A premature freeze can destroy a year's citrus crop in rural Tulare County, leaving thousands of people without work. In the small city of Lindsay, where four out of five wage earners work the fields, the frost of 2006 sent the great majority of those workers into the ranks of the "freeze displaced," to borrow a local phrase.

The response of officials in this city of 11,000 people was a seat-of-the-pants job-creation program modeled after the federal Works Projects Administration (WPA) of the 1930s. To employ idled workers, city officials conceived a set of public projects, including new housing, a library and athletic fields for the local high school. The most novel of these projects, however, was the conversion of an empty fruit-packing plant into McDermont Field House, a 172,000-square-foot, $14 million sports and fitness complex.

The concept behind McDermont Field House took root in 2004, when Lindsay officials visited New York City for a conference on economic development. Among other places, officials toured Chelsea Piers, a 30-acre sports and entertainment complex on the lower Manhattan waterfront. On the site of former cruise-ship piers stand new buildings containing basketball courts, a full-sized soccer field, two skating rinks and much else.

When the officials came back to Lindsay, as Brad Albert, assistant manager of McDermont Field House, tells the story, one council member drove by the old McDermont fruit-packing plant, empty since the 1990s, and said, "That's our Chelsea Piers." City Manager Scot Townsend, who would become a prime mover of the adaptive-reuse project, was apparently so interested in the potential of the abandoned building that he broke into it one day with a flashlight to see how the place laid out.

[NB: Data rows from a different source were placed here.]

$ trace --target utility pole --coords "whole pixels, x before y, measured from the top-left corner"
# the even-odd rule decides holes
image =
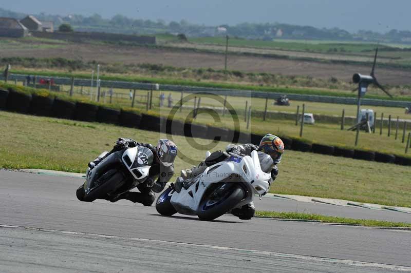
[[[227,55],[228,54],[228,40],[230,38],[228,35],[226,36],[226,62],[225,63],[224,69],[227,70]]]

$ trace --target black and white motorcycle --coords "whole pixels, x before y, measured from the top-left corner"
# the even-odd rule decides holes
[[[150,149],[138,145],[109,154],[92,169],[87,168],[86,181],[76,191],[77,198],[85,202],[115,199],[145,181],[154,158]]]
[[[255,194],[260,198],[270,188],[272,160],[256,151],[251,156],[229,153],[229,158],[208,167],[196,178],[184,181],[179,177],[158,197],[157,211],[165,216],[179,212],[212,220],[252,201]],[[210,155],[207,152],[206,158]],[[261,166],[260,162],[271,163]]]

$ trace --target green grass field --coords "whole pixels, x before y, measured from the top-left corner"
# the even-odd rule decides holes
[[[0,167],[84,172],[87,163],[119,137],[154,144],[165,136],[104,124],[0,111]],[[198,161],[204,150],[175,136],[179,148]],[[202,144],[209,140],[196,140]],[[223,149],[218,143],[214,149]],[[191,167],[177,158],[176,169]],[[409,167],[287,150],[271,191],[347,199],[387,205],[411,206]]]

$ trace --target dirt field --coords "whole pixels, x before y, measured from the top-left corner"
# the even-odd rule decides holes
[[[177,67],[223,69],[224,55],[218,53],[184,52],[181,49],[155,49],[144,47],[91,44],[66,44],[53,48],[2,48],[0,57],[62,57],[105,63],[138,64],[150,63]],[[351,81],[354,72],[369,73],[370,67],[355,65],[328,64],[312,62],[288,61],[271,58],[238,56],[229,56],[229,68],[248,72],[260,72],[302,75],[317,78],[335,77]],[[411,71],[377,67],[376,74],[383,84],[411,84]]]

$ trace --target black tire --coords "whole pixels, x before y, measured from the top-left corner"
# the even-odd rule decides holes
[[[78,121],[93,122],[97,120],[99,107],[94,104],[78,102],[76,105],[74,119]]]
[[[376,153],[368,151],[363,151],[362,150],[354,150],[353,158],[355,159],[373,161],[376,158]]]
[[[241,187],[234,185],[227,190],[223,198],[211,205],[208,205],[210,196],[200,204],[198,216],[202,220],[211,221],[230,211],[244,198],[245,193]]]
[[[292,149],[301,152],[310,152],[312,149],[312,146],[309,143],[306,143],[300,140],[293,140]]]
[[[171,197],[169,193],[173,190],[171,188],[169,188],[158,196],[156,201],[156,209],[161,215],[171,216],[177,213],[177,210],[170,202]]]
[[[141,115],[140,129],[154,132],[160,132],[162,124],[162,119],[159,116],[143,114]]]
[[[119,123],[120,114],[119,110],[100,107],[97,112],[97,121],[117,124]]]
[[[331,155],[334,154],[334,147],[316,143],[313,144],[312,151],[315,153]]]
[[[394,163],[395,162],[395,155],[376,152],[375,161],[384,163]]]
[[[139,128],[141,121],[141,115],[133,112],[122,110],[120,114],[119,120],[120,125],[122,126]]]
[[[37,115],[50,116],[53,109],[54,98],[33,94],[30,106],[30,113]]]
[[[28,112],[31,103],[31,94],[9,90],[6,108],[9,111],[25,113]]]
[[[107,193],[115,191],[126,182],[126,178],[121,172],[117,170],[109,170],[101,176],[101,184],[93,189],[88,194],[84,194],[84,201],[92,202],[96,199],[103,199]]]
[[[9,90],[0,89],[0,109],[6,108],[8,96],[9,96]]]
[[[82,184],[76,191],[76,196],[77,199],[82,201],[84,201],[84,184]]]
[[[334,147],[334,156],[352,158],[354,157],[354,150]]]
[[[53,103],[52,115],[59,119],[72,120],[76,111],[76,104],[56,98]]]

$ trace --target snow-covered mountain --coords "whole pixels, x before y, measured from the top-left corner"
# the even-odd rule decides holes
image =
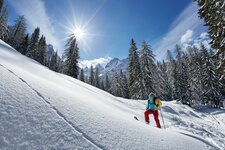
[[[224,110],[163,102],[166,129],[158,129],[152,117],[144,123],[145,105],[53,72],[0,40],[1,150],[225,149]]]

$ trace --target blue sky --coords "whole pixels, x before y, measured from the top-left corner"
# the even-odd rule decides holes
[[[10,24],[25,15],[28,32],[39,26],[60,53],[74,28],[82,28],[84,38],[78,41],[82,60],[126,58],[131,38],[138,48],[146,40],[161,60],[167,49],[193,43],[207,31],[192,0],[5,1]]]

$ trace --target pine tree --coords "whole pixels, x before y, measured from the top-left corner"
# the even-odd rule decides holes
[[[77,39],[73,34],[69,36],[69,39],[67,41],[65,56],[67,66],[66,74],[73,78],[77,78],[79,74],[79,49],[77,47]]]
[[[119,74],[119,79],[118,80],[119,80],[119,85],[120,85],[121,97],[129,98],[127,77],[126,77],[125,74],[123,74],[122,70],[120,70],[120,74]]]
[[[104,86],[104,82],[103,81],[101,81],[101,89],[105,90],[105,86]]]
[[[140,68],[139,56],[137,53],[136,43],[131,39],[129,49],[129,97],[131,99],[144,99],[146,92],[142,82],[142,73]]]
[[[90,68],[89,84],[94,86],[94,68],[92,65]]]
[[[29,46],[29,34],[25,36],[25,38],[22,39],[21,44],[19,45],[19,50],[21,50],[21,54],[25,55],[27,53],[27,48]]]
[[[99,79],[99,69],[98,67],[96,66],[95,67],[95,72],[94,72],[94,86],[97,87],[97,88],[100,88],[100,79]]]
[[[212,38],[211,46],[217,50],[219,58],[218,70],[225,79],[225,3],[224,0],[196,0],[199,5],[198,14],[209,27],[209,35]]]
[[[199,50],[195,46],[189,46],[186,51],[188,52],[188,57],[190,59],[189,85],[191,91],[191,103],[200,104],[202,100],[202,68],[200,67]]]
[[[49,68],[55,72],[59,72],[58,52],[54,52],[52,55]]]
[[[145,99],[148,98],[148,93],[156,92],[154,90],[154,76],[156,75],[156,65],[154,61],[155,56],[151,46],[146,41],[143,41],[140,52],[140,65],[142,68],[143,84],[145,85]]]
[[[0,2],[0,39],[6,41],[8,38],[8,10],[4,6],[4,1],[1,0]]]
[[[114,73],[112,83],[108,91],[114,96],[121,97],[120,85],[119,85],[119,75],[117,72]]]
[[[37,48],[37,61],[39,63],[41,63],[42,65],[46,65],[47,66],[47,44],[46,44],[46,40],[45,37],[42,35],[39,42],[38,42],[38,48]],[[57,55],[57,52],[56,52]],[[56,58],[56,64],[57,64],[57,57]],[[57,66],[57,65],[56,65]],[[58,69],[54,69],[54,71],[57,71]]]
[[[182,101],[182,52],[179,45],[175,46],[176,52],[176,62],[175,62],[175,69],[174,69],[174,97],[178,100]]]
[[[80,81],[84,82],[84,69],[82,68],[80,71],[80,77],[79,77]]]
[[[167,65],[163,60],[162,64],[157,63],[157,74],[158,79],[155,79],[158,85],[157,94],[165,100],[172,100],[172,85],[169,83],[169,78],[167,75]]]
[[[105,91],[108,91],[110,88],[110,81],[109,81],[109,77],[108,74],[105,75]]]
[[[26,37],[26,20],[24,16],[19,16],[15,25],[10,28],[8,43],[14,47],[18,52],[22,53],[21,49],[23,39]]]
[[[167,50],[167,70],[166,74],[168,76],[169,84],[172,88],[172,99],[177,99],[176,93],[175,93],[175,85],[176,85],[176,72],[177,72],[177,66],[176,61],[174,60],[172,53],[170,50]]]
[[[219,74],[212,64],[209,53],[203,44],[201,44],[200,55],[201,60],[203,61],[202,68],[204,74],[202,82],[204,85],[204,103],[213,107],[219,107],[223,85],[219,80]]]
[[[38,54],[38,42],[39,42],[39,34],[40,34],[40,28],[37,27],[34,32],[31,35],[30,44],[27,48],[26,56],[37,60]]]
[[[3,0],[0,0],[0,13],[2,11],[3,3],[4,3],[4,1]]]

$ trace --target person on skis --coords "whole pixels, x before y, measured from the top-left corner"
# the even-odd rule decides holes
[[[162,105],[162,102],[160,101],[160,99],[156,97],[154,93],[150,93],[148,96],[146,111],[144,112],[145,122],[147,124],[149,124],[149,114],[153,114],[157,127],[161,128],[159,118],[158,118],[159,116],[158,107],[161,105]]]

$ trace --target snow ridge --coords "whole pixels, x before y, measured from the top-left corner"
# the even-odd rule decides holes
[[[5,66],[3,66],[2,64],[0,64],[0,66],[2,66],[3,68],[5,68],[6,70],[8,70],[10,73],[12,73],[14,76],[16,76],[18,79],[20,79],[23,83],[25,83],[30,89],[32,89],[45,103],[46,105],[48,105],[52,110],[54,110],[57,115],[66,123],[68,124],[68,126],[70,126],[75,132],[78,132],[80,135],[83,136],[84,139],[86,139],[87,142],[89,142],[90,144],[92,144],[94,147],[96,147],[97,149],[102,149],[104,150],[105,148],[96,143],[95,141],[93,141],[87,134],[85,134],[84,132],[82,132],[78,127],[76,127],[71,121],[69,121],[68,119],[66,119],[66,117],[54,106],[51,105],[51,103],[40,93],[38,92],[36,89],[34,89],[31,85],[29,85],[24,79],[22,79],[21,77],[19,77],[17,74],[15,74],[13,71],[11,71],[10,69],[6,68]]]

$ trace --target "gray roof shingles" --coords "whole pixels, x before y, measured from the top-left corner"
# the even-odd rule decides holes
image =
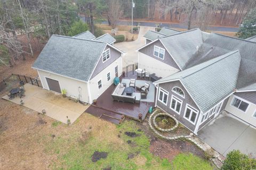
[[[107,43],[52,35],[33,68],[87,82]]]
[[[112,44],[116,41],[116,39],[108,33],[97,38],[95,40],[109,44]]]
[[[74,37],[78,38],[81,38],[81,39],[94,39],[95,38],[96,38],[93,34],[92,34],[90,31],[86,31],[85,32],[80,33],[79,34],[77,34]]]

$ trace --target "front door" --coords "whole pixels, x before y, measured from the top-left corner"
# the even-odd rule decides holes
[[[61,93],[59,81],[46,77],[50,90]]]
[[[115,67],[115,73],[116,74],[116,77],[118,77],[118,66]]]

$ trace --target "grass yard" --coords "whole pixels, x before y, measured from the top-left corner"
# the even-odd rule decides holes
[[[3,169],[213,168],[193,155],[178,153],[172,160],[154,155],[146,129],[133,120],[117,126],[83,114],[68,126],[2,99],[0,107],[0,166]],[[103,158],[95,155],[101,152]]]

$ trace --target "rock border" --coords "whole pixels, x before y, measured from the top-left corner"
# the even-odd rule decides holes
[[[157,124],[156,122],[156,118],[157,117],[159,116],[168,116],[168,117],[171,118],[172,119],[174,120],[176,124],[174,126],[173,126],[173,127],[172,127],[171,128],[165,129],[165,128],[161,128],[160,127],[158,126],[158,125],[157,125]],[[177,128],[178,127],[178,126],[179,125],[179,122],[178,122],[178,120],[172,115],[171,115],[166,114],[166,113],[159,113],[159,114],[157,114],[155,115],[153,117],[153,124],[154,124],[154,125],[155,126],[155,127],[158,130],[159,130],[160,131],[162,131],[162,132],[172,131],[174,129],[175,129],[175,128]]]

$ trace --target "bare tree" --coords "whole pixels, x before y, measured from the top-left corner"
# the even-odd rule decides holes
[[[119,0],[108,0],[106,2],[108,6],[108,19],[114,29],[116,28],[119,18],[122,15],[122,9]]]

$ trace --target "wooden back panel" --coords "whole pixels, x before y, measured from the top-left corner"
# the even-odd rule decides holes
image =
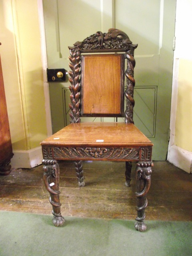
[[[81,115],[122,116],[124,55],[82,56]]]

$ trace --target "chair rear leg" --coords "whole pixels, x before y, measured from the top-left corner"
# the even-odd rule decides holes
[[[130,187],[130,182],[131,180],[131,168],[132,168],[132,163],[131,162],[126,162],[125,170],[125,185],[127,187]]]
[[[84,187],[85,183],[84,181],[84,178],[83,176],[83,166],[82,161],[76,161],[75,162],[75,170],[78,180],[78,185],[80,187]]]

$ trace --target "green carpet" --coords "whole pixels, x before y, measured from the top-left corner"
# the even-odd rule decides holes
[[[65,218],[53,226],[52,216],[0,211],[0,256],[187,256],[192,255],[192,222]]]

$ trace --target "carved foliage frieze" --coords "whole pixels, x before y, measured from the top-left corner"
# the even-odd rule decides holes
[[[54,147],[57,159],[139,159],[139,148]]]
[[[42,147],[42,150],[44,159],[52,159],[53,158],[53,153],[51,147]]]

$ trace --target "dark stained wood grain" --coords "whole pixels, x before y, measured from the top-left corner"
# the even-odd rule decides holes
[[[103,142],[97,142],[102,140]],[[71,124],[41,143],[42,145],[99,147],[149,146],[151,141],[133,124],[85,122]]]
[[[0,56],[0,175],[10,173],[13,155]]]
[[[82,116],[122,116],[124,54],[82,56]]]

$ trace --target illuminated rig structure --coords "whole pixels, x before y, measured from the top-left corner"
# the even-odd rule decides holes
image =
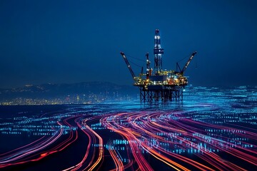
[[[140,90],[140,100],[143,103],[161,101],[172,101],[173,100],[183,100],[183,90],[188,84],[188,80],[184,76],[184,72],[192,61],[196,51],[193,52],[184,67],[181,69],[176,63],[176,71],[162,69],[162,55],[163,48],[161,46],[161,36],[159,30],[155,31],[154,36],[154,70],[150,68],[148,53],[146,53],[146,72],[143,73],[143,67],[139,76],[136,76],[124,53],[121,55],[134,80],[133,86]]]

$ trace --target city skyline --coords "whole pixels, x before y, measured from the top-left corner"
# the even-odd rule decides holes
[[[96,81],[132,85],[119,52],[144,69],[148,52],[153,68],[156,28],[163,68],[175,70],[177,61],[198,51],[185,73],[189,84],[256,86],[256,6],[255,1],[2,1],[0,88]]]

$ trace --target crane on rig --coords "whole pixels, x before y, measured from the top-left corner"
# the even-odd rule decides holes
[[[178,65],[178,63],[176,63],[176,67],[177,67],[177,71],[178,71],[178,68],[179,69],[179,73],[181,73],[181,74],[183,74],[186,69],[187,68],[187,67],[188,66],[190,62],[192,61],[193,56],[197,53],[196,51],[194,51],[193,52],[192,55],[191,56],[191,57],[188,58],[188,61],[186,63],[184,67],[183,68],[183,69],[181,70],[179,65]],[[177,71],[178,72],[178,71]]]
[[[150,68],[151,61],[148,53],[146,57],[146,71],[143,73],[143,68],[139,76],[136,76],[124,52],[121,55],[125,61],[125,63],[134,81],[133,86],[139,88],[141,94],[141,101],[152,102],[153,100],[172,100],[173,98],[183,98],[183,89],[188,84],[188,80],[184,76],[184,72],[192,61],[196,51],[193,52],[185,66],[181,69],[178,63],[176,63],[177,71],[167,71],[162,69],[162,55],[163,49],[161,46],[161,36],[159,30],[156,29],[154,36],[154,70]],[[178,69],[179,71],[178,71]]]

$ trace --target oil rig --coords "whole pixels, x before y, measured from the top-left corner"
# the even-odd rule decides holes
[[[161,36],[158,29],[155,31],[154,36],[154,68],[151,68],[149,54],[146,54],[146,71],[143,73],[142,67],[138,76],[136,76],[125,53],[120,53],[134,81],[133,86],[138,87],[141,103],[153,103],[158,101],[182,100],[184,87],[188,85],[188,80],[184,73],[196,51],[193,52],[182,68],[176,63],[176,71],[167,71],[162,68],[162,55],[163,48],[161,46]]]

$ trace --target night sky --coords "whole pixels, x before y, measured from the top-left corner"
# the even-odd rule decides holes
[[[197,51],[193,86],[257,86],[257,1],[0,1],[0,88],[132,85],[160,30],[163,68]],[[180,63],[183,66],[186,61]],[[196,68],[197,66],[197,68]]]

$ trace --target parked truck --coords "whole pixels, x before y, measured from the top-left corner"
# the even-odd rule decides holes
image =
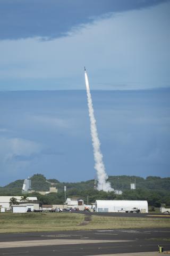
[[[118,211],[119,212],[126,212],[126,213],[128,213],[129,212],[131,213],[133,213],[133,212],[136,212],[137,213],[139,213],[140,212],[140,209],[138,209],[138,208],[136,208],[134,207],[134,208],[132,208],[132,209],[130,210],[127,210],[127,209],[123,209],[123,208],[121,209],[121,210],[120,210]]]

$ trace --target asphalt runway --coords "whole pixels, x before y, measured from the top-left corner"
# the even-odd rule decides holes
[[[158,244],[170,251],[170,229],[1,234],[0,241],[1,256],[87,256],[155,252],[155,254],[147,253],[152,255],[157,255]]]
[[[69,213],[69,212],[68,212]],[[98,215],[106,217],[137,217],[137,218],[170,218],[170,214],[165,214],[164,213],[137,213],[134,212],[133,213],[125,212],[91,212],[88,211],[73,211],[72,213],[80,213],[86,214],[87,215]]]

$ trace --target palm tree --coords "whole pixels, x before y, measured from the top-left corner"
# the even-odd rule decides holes
[[[17,199],[15,197],[11,197],[10,200],[10,207],[11,208],[12,205],[14,204],[19,204],[19,202],[17,201]]]

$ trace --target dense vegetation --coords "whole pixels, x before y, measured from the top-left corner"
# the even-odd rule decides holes
[[[84,203],[89,204],[96,199],[130,199],[147,200],[150,205],[160,207],[163,204],[170,206],[170,178],[161,178],[148,177],[146,179],[133,177],[135,179],[137,189],[130,189],[131,178],[130,176],[110,176],[108,180],[115,189],[123,191],[121,195],[114,192],[106,193],[94,190],[93,180],[75,183],[60,182],[55,179],[46,180],[41,174],[35,174],[31,177],[32,189],[36,191],[48,191],[49,187],[55,186],[58,188],[58,193],[50,193],[45,196],[35,192],[30,196],[37,196],[41,204],[60,204],[64,202],[64,186],[67,187],[67,197],[81,197]],[[23,180],[18,180],[7,186],[0,188],[0,195],[22,195],[21,190]]]

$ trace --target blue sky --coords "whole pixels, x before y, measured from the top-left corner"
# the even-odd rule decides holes
[[[169,1],[0,2],[0,89],[169,86]]]
[[[169,1],[0,1],[0,186],[95,175],[85,65],[109,175],[169,175]]]

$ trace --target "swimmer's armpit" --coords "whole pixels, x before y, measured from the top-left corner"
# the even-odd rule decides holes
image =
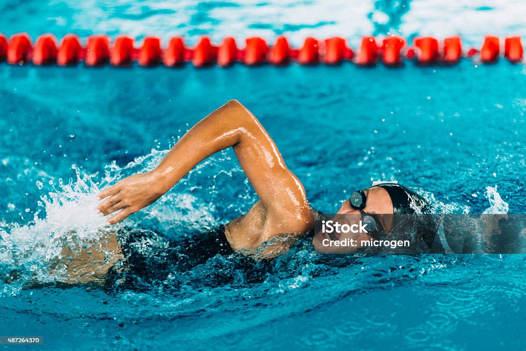
[[[107,198],[98,209],[104,215],[119,211],[108,220],[119,222],[156,200],[198,163],[231,146],[269,216],[294,222],[292,226],[300,222],[306,228],[311,225],[312,221],[305,220],[311,215],[303,186],[259,122],[236,100],[194,126],[155,170],[126,178],[102,192],[99,197]]]

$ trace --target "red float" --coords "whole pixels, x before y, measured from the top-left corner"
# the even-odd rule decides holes
[[[245,64],[249,66],[260,65],[266,61],[268,46],[264,40],[259,37],[248,38],[245,49]]]
[[[375,37],[364,37],[356,57],[356,63],[362,66],[376,65],[378,55],[378,46]]]
[[[7,38],[0,34],[0,62],[5,61],[7,58]]]
[[[414,39],[414,46],[419,49],[419,64],[431,65],[438,59],[438,41],[435,38],[417,38]]]
[[[399,37],[390,37],[383,39],[382,50],[383,53],[383,63],[387,66],[402,65],[400,51],[406,44],[406,41]]]
[[[33,48],[33,64],[52,65],[57,60],[57,44],[55,37],[51,34],[44,34],[38,37]]]
[[[523,49],[520,36],[506,38],[504,42],[504,57],[512,62],[522,60]]]
[[[80,59],[82,47],[80,41],[75,35],[66,35],[62,38],[62,42],[57,54],[57,64],[59,66],[76,65]]]
[[[31,58],[31,41],[27,34],[15,34],[11,37],[7,47],[7,63],[27,63]]]
[[[487,36],[484,41],[482,48],[480,49],[480,59],[485,63],[497,61],[499,58],[500,46],[498,37]]]
[[[109,40],[107,37],[96,36],[88,38],[86,47],[86,64],[104,66],[109,58]]]
[[[443,62],[449,64],[457,63],[461,56],[460,37],[457,35],[444,39]]]
[[[137,61],[140,66],[153,67],[161,62],[162,55],[161,39],[155,37],[146,37],[139,49]]]
[[[203,37],[194,51],[192,62],[196,67],[206,67],[214,63],[217,48],[214,47],[208,37]]]
[[[318,41],[312,37],[308,37],[298,53],[296,59],[298,63],[300,65],[315,65],[319,61],[319,51]]]
[[[120,36],[115,39],[110,53],[109,63],[113,66],[130,66],[133,62],[133,39]]]
[[[346,51],[348,49],[345,39],[343,38],[333,37],[326,39],[325,55],[323,58],[325,63],[328,65],[339,64],[346,58]]]
[[[181,37],[174,37],[170,39],[164,52],[163,62],[165,66],[174,67],[185,63],[185,43]]]
[[[230,66],[237,58],[237,45],[231,37],[225,38],[217,51],[217,64],[220,67]]]
[[[289,42],[285,37],[280,36],[270,49],[268,62],[271,65],[281,66],[287,64],[290,59],[290,46],[289,45]]]

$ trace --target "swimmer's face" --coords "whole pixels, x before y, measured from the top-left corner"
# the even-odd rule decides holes
[[[392,216],[383,216],[384,214],[392,214],[392,202],[387,192],[381,187],[373,187],[364,191],[367,197],[367,206],[363,208],[366,213],[377,215],[380,225],[386,228],[390,228],[392,226]],[[337,214],[331,219],[332,221],[331,226],[335,227],[337,225],[342,226],[347,225],[349,227],[353,227],[359,230],[360,221],[362,219],[360,210],[351,206],[348,199],[342,204]],[[349,243],[351,239],[357,240],[357,243],[362,240],[369,240],[371,237],[366,233],[337,233],[333,230],[332,233],[327,233],[330,231],[326,222],[325,233],[320,230],[312,239],[312,244],[314,248],[318,252],[328,254],[346,254],[355,251],[356,246],[343,246],[334,245],[335,241],[341,243]],[[341,230],[340,230],[341,232]],[[349,240],[347,240],[347,239]]]

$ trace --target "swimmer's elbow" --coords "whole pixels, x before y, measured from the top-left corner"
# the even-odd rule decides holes
[[[241,105],[241,103],[240,103],[238,101],[236,100],[236,99],[232,99],[231,100],[229,100],[227,102],[226,105],[228,106],[237,106],[240,107],[244,107],[243,105]]]

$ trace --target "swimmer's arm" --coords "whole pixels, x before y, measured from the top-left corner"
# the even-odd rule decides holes
[[[110,224],[119,222],[156,201],[198,163],[231,146],[267,215],[283,227],[278,231],[300,233],[311,226],[303,186],[259,122],[235,100],[193,127],[155,170],[128,177],[102,192],[99,197],[108,198],[98,208],[105,215],[120,210],[108,219]]]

The underlying purpose of the project, beyond providing badly needed facilities for indoor sports in a working-class community, was to provide jobs for the local unemployed, according to Albert.

"Our whole thing was to develop jobs for freeze displaced workers," Albert said. "Instead of food vouchers and rental assistance, let them earn money."

With few resources, the city demonstrated how much could be achieved without the use of actual money. Within a year, the city acquired the building and surrounding land through a property trade. To clean up the site and remove old machinery, the city hired prison labor from a minimum-security facility, Mountain Home, located in nearby Springville.

The financing of the project is a case study in aggregating money from different sources, each earmarked for a particular purpose. Money comes from a patchwork of federal, state and local sources. Of the $14 million total, the city contributed $2 million directly from its general fund – a bold step, given that the amount is more than half the city's annual general fund budget. The city's redevelopment agency will contribute $460,000 during the first two years of operation. That sum, in essence, is the cost of operating McDermont for that time period. City officials anticipate that the facility will be self-sustaining after that. The state Department of Housing and Community Development contributed another $2 million of federal job-creation funds to the project, with the goal of providing full-time work to 72 people. (Currently, 83 people are working full-time at McDermont, according to the city.) The remainder of the money, according to City Clerk Kenneth Walker, comes from grants of various sizes, ranging from $25,000 to $150,000. For example, the Integrated Waste Management Board provided a $25,000 grant for using sustainable materials in the project. The project used no bond financing and is debt-free.

 McDermont cartoon

The basketball courts and an arcade, built within the shell of the original building, opened last fall. Currently, the city is building a three-story tower atop the building for additional attractions, including a rock-climbing wall, exercise equipment and volleyball courts. Laser tag can be found in the basement. Completion of the addition is expected in October.

While McDermont was modeled after Chelsea Piers, the building is arguably a new kind of public facility: Essentially, it is an indoor sports park, with regulation-size basketball, volleyball and a full-size soccer field. (Previously, the nearest full-size soccer field was in Fresno, an hour's drive away.) Officials expect these facilities to become a hub of league sports for both children and adults.

At the same time, city officials are outfitting McDermont with many high-tech attractions, including several to be leased out to private operators, such as a rock-climbing wall, a mechanical wave machine for simulated surfing and exercise games projected on large video monitors, to help combat the high level of childhood obesity in the city. An animated orange with a big smile, operated by an unseen puppeteer, will greet visitors as they enter McDermont (no kidding). Even if animated oranges might make some people cringe, the business model seems defensible: One child can play volleyball, while another lingers in the arcade and mom relaxes with a Diet Coke while chatting with a friend.

What is most interesting about this facility, and what other observers might think foolhardy, is that the city, rather than a private developer, was the developer of McDermont Field House. Moreover, the city remains the owner and operator. If Lindsay had taken the conventional route of hiring a developer, however, it may well have shared the experience of other cities who hired developers to build public facilities subsidized by private real estate, only to watch the public amenities shrink in size or disappear from the project altogether as "unfeasible."

By remaining in control of the project, Lindsay has delivered both jobs and a facility in which the public purpose is central. Out of the failure of the orange crop, Lindsay has grown an alternative crop of public works, at a level of risk-tolerance and creativity that may have intimidated larger cities with far bigger budgets. But as they say, necessity is a mother.